Slowly I unwrap his fingers from mine and leave him to switch off the light.
 
Mum was staring out of the window when we arrived. She was wearing a hospital gown that clearly wasn’t hers.
‘Mum, I packed clothes in your bag.’ I crouched beside her. I thought it important that she didn’t lose her identity. ‘Why are you wearing this?’ She didn’t turn at the sound of my voice; just stared as bulbs of rain hit the window.
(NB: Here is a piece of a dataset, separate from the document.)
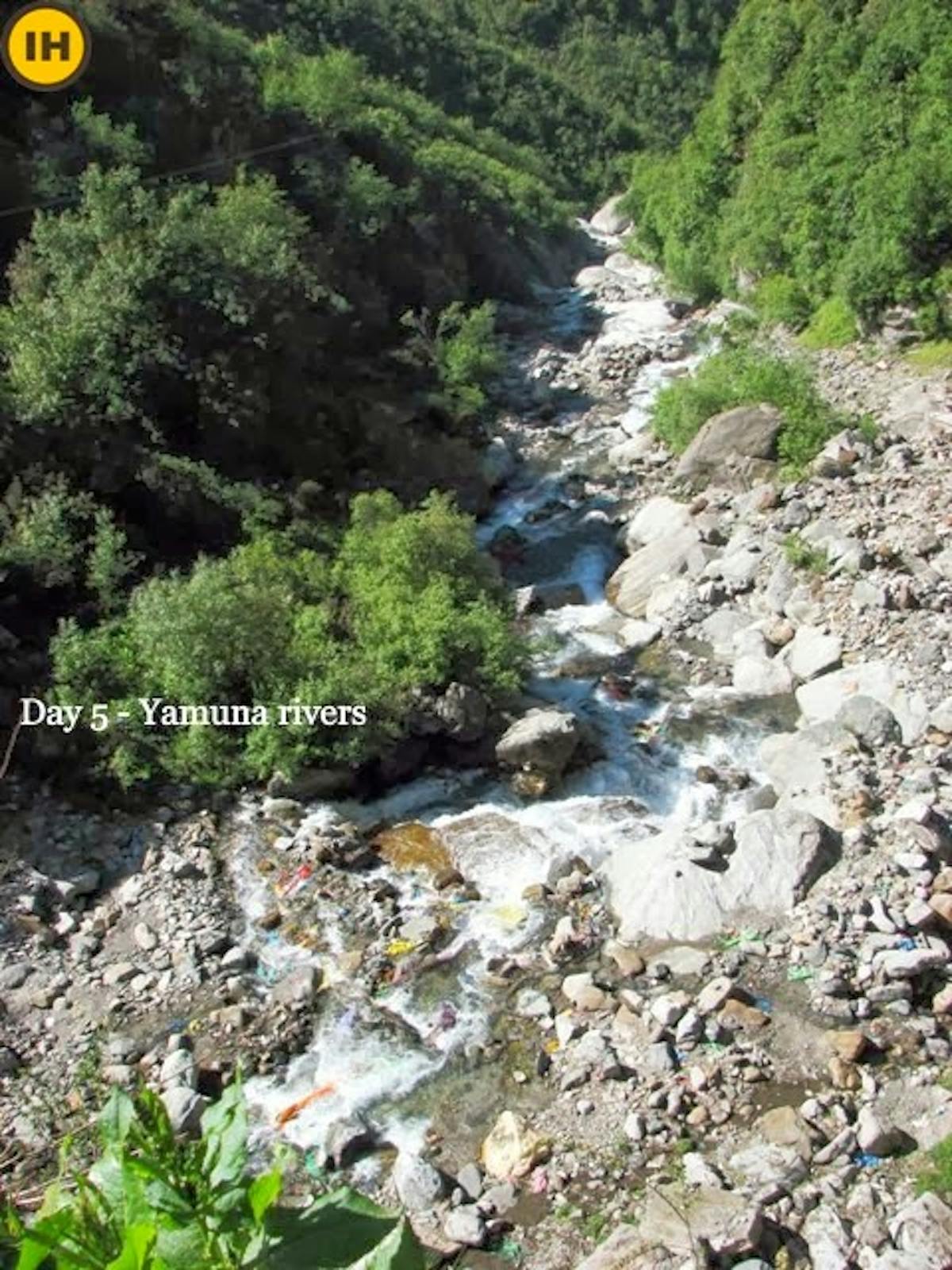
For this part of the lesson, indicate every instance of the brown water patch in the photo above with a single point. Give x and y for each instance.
(414, 846)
The sky had darkened since we left the car. ‘Alex, stay here with Grandma and Flora while I go and find someone.’
I trekked down the corridor to the nurses’ desk. ‘My mother,’ I began, slightly breathless from annoyance. ‘Mary Marshall. She’s in a hospital gown. Is there any reason for this?’ I’d heard of patients becoming institutionalised and unable to adapt to life at home again.
Two nurses greeted me with the efficiency and courtesy of a five-star hotel. One pulled up my mother’s notes on the computer. Then they glanced at each other, hesitating before answering. ‘She’s had some tests today, so that’s probably why she’s wearing the gown. Perhaps you’d like to take her to her room and change her back again? She’d enjoy that.’ A white smile accompanied the suggestion. I didn’t believe her for a minute.